Outliers often have the ability to push back on evolutionary selection forces, such as competition or governmental policies. These outliers are ‘stars’ in the sense that once they reach some critical threshold, they attract resources from the environment – similar to the pull of a star’s gravity. Outlier effects occur when one observation is so influential that it changes a system’s normal rules, pulls in resources from the environment that are unavailable to others, and substantively changes the statistical and behavioural properties of those in the sample.
In a nod to Malcolm Gladwell’s bestselling Outliers book, Dr Crawford explains some of these terms in the context of the world’s richest man (at the time), Bill Gates, and the most influential rock band in history, The Beatles. While Gladwell’s Outliers conducted several qualitative case studies on outliers, Dr Crawford’s quantitative research in entrepreneurship of N=12,000 provides a complementary, actionable framework. Though Gladwell wasn’t wrong, his arguments were based on N=1 qualitative cases, and primarily focused on describing the path of one outlier’s emergence.
First, Gladwell identifies how, while in high school, Gates routinely snuck out of his house at 1am in the morning to write code on one of the first computers in the world with a text-based user interface (as opposed to the normal punch cards) at the University of Washington campus; later, Gates uses the capabilities he developed to found Microsoft and, subsequently, became the richest man in the world (at the time). Then, Gladwell recognises The Beatles’ White Album as the most critically acclaimed LP of all time.
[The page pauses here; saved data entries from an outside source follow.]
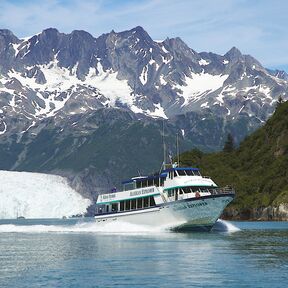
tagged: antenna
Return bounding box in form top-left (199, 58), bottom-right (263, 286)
top-left (177, 133), bottom-right (180, 166)
top-left (162, 120), bottom-right (166, 170)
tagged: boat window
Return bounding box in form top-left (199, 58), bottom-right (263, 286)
top-left (194, 171), bottom-right (201, 176)
top-left (125, 200), bottom-right (130, 210)
top-left (149, 196), bottom-right (156, 207)
top-left (177, 170), bottom-right (186, 176)
top-left (182, 187), bottom-right (192, 194)
top-left (120, 201), bottom-right (124, 211)
top-left (143, 197), bottom-right (149, 208)
top-left (106, 205), bottom-right (110, 213)
top-left (124, 182), bottom-right (134, 191)
top-left (112, 203), bottom-right (118, 212)
top-left (131, 199), bottom-right (137, 210)
top-left (174, 171), bottom-right (177, 177)
top-left (188, 186), bottom-right (211, 192)
top-left (137, 198), bottom-right (142, 209)
top-left (185, 170), bottom-right (194, 176)
top-left (154, 178), bottom-right (160, 187)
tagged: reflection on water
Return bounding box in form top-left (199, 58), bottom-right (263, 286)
top-left (0, 219), bottom-right (287, 288)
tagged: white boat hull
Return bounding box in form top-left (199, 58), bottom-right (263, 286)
top-left (95, 194), bottom-right (234, 231)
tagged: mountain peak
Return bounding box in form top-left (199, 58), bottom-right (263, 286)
top-left (163, 37), bottom-right (190, 50)
top-left (41, 27), bottom-right (59, 34)
top-left (224, 46), bottom-right (242, 59)
top-left (0, 29), bottom-right (19, 43)
top-left (70, 30), bottom-right (95, 42)
top-left (123, 26), bottom-right (151, 39)
top-left (131, 26), bottom-right (146, 33)
top-left (0, 29), bottom-right (14, 36)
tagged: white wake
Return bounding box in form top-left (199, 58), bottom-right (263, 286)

The cause, he proffers, is that the band practiced and experimented so much together that they crossed over a critical threshold: the so-called ‘10,000-hour rule’ that suggests scientific and artistic genius emerges as a result of the extensive time working on a specific skill. Dr Crawford characterises these actions and interactions as ‘engagement’. He finds that among samples of individuals, teams, and companies, engagement – whether measured by amount of time spent, number of attempts, number of failures, number of interactions with potential stakeholders, or total distance travelled – is power law distributed.
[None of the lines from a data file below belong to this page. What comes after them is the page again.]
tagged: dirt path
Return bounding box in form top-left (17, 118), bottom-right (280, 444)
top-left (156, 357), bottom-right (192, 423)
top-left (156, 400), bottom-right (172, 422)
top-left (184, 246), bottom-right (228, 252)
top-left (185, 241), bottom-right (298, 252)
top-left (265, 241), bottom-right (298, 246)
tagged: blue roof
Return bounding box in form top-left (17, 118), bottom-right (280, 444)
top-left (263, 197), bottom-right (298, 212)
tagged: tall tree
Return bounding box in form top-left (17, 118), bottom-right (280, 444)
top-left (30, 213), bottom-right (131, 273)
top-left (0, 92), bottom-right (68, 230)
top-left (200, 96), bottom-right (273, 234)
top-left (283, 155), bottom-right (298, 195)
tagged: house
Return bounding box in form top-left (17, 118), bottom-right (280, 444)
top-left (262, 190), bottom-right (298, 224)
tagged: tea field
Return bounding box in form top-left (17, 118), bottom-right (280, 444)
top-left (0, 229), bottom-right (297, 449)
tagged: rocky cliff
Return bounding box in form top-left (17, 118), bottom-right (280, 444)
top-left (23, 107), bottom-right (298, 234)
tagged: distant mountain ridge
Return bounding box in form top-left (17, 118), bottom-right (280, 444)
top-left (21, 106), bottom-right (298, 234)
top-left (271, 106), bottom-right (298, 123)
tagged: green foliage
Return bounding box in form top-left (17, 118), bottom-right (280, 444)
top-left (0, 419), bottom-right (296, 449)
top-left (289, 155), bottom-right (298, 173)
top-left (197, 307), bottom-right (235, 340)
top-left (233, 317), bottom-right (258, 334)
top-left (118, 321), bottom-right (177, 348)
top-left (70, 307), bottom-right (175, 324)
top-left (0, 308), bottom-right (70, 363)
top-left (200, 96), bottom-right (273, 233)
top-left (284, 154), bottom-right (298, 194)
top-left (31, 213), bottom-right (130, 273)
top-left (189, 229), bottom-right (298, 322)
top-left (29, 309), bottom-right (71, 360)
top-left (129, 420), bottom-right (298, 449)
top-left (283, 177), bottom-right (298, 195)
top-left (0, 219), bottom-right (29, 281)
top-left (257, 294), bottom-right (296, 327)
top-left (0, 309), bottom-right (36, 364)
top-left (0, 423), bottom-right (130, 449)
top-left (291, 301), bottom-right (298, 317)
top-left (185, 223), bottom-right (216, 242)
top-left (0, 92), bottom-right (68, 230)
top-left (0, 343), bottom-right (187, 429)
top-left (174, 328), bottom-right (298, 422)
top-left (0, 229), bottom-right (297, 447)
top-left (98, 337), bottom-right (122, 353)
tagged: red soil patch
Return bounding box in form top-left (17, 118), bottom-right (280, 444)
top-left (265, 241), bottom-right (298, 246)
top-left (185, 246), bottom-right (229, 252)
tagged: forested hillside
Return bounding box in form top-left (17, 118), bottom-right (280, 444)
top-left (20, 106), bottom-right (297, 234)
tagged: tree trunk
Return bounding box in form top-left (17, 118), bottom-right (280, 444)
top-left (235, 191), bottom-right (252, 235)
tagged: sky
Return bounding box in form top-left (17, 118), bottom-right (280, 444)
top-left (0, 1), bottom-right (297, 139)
The foundation of ‘Rock Star’ Theory
After finding power laws in all S&P 500 and INC 500 outcomes, Dr Crawford reviewed additional research on the causes of skewed distributions. He theorised that if the outcome variables assume a power law distribution, there would likely be input variables that were similarly skewed. An examination of data pertaining to entrepreneurs prior to the founding of their ventures showed that the distributions of almost all of input variables follow a power law, as do the new ventures’ outcome variables. This revelation led Dr Crawford to aggregate the variables down into the following four principal components: Expectations, Endowments, Engagements, and Environments, or the ‘Four Es’. These are meta-constructs, composed of lower-level constructs that research has shown to influence the emergence and growth of individuals and organisations (see figure 2). Expectations concern a venture’s envisioned future and take the form of outcomes or goals. Endowments refer to the venture’s initial resources, that is, human, social, or intellectual capital, and financial resources. Engagement is defined as the number of interactions and total amount of time, depth, and novelty of these interactions. Environments are defined as the resources available, such as people, money, and artefacts (things like buildings or patents). These input variables drive the emergence of outliers in entrepreneurship and all social systems where new order is created.
Outlier effects occur when one observation is so influential that it changes a system’s normal rules.
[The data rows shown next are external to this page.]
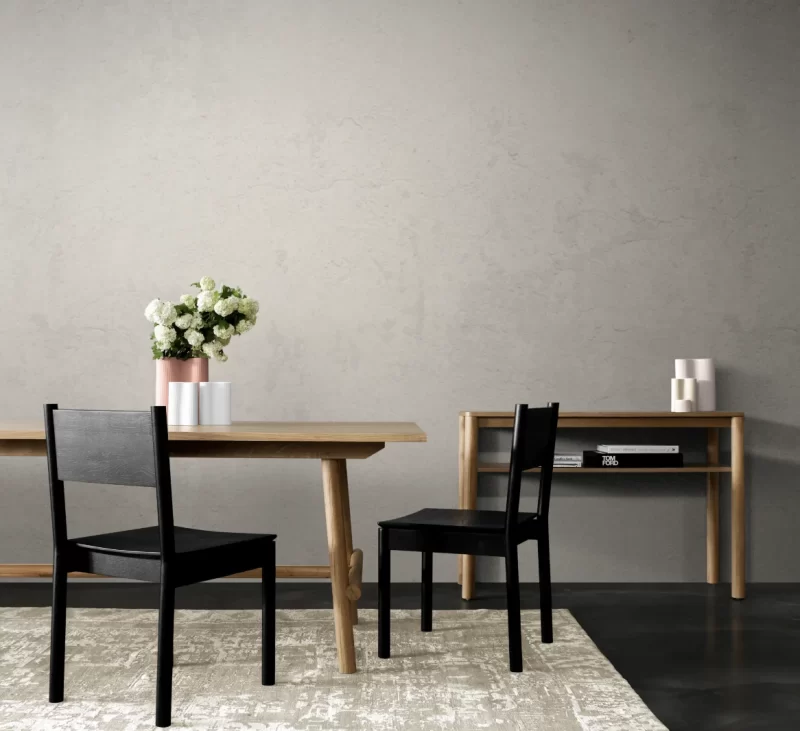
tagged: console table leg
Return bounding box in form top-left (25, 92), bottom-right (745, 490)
top-left (706, 428), bottom-right (720, 584)
top-left (731, 417), bottom-right (746, 600)
top-left (461, 415), bottom-right (479, 600)
top-left (457, 413), bottom-right (465, 585)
These four components form the foundation for Dr Crawford’s ‘Rock Star’ Theory: a conceptual framework for explaining and predicting outlier outcomes for both individuals and businesses. In essence, the Rock Star Theory intends to elucidate the factors that drive the performance of the most successful individuals and businesses. It proposes that outliers are expected to emerge given a typical system with limited top-down performance constraints, where agents can perform at their best. When measured on a continuous scale, all inputs and outcomes are distributed according to a power law. In these distributions, a critical threshold exists where, above some minimum measure of size, outliers emerge. Here, observations change from an additive linear state to a multiplicative nonlinear state. Beyond this point, outliers begin to influence the statistical and behavioural properties of other members in the system. Expectations are the key to superior achievements, as Dr Crawford elucidated: “When you expect to accomplish things that others can’t or won’t or don’t you have to do things differently or do different things.” While high Expectations do not always translate into successes, they exponentially increase the likelihood of outstanding achievements because they change one’s pattern of engagement. According to the framework, even if its initial Endowments are below a critical threshold, a new venture can still deliver outlier outcomes provided that it engages with potential stakeholders in outlier ways.

Broader applications
Rock Star Theory has the potential to explain the occurrence of any extraordinary outcome in any social system. This theory is based on well-researched complexity science tenets, which state that when identical power law-distributed outcomes occur in a variety of domains, it is a sign of universality – in other words, the same simple set of mechanisms ‘cause’ the primary outcomes of interest. Following this line of reasoning, the 4E mechanisms that drive the outcomes in entrepreneurship are presumed to be identical to those in all social systems where extreme outcomes are possible. Most importantly, this research provides strong evidence that outliers are not random, unpredictable anomalies; instead, we see that there is a distinct, recurring, and repeatable pattern of outlier emergence.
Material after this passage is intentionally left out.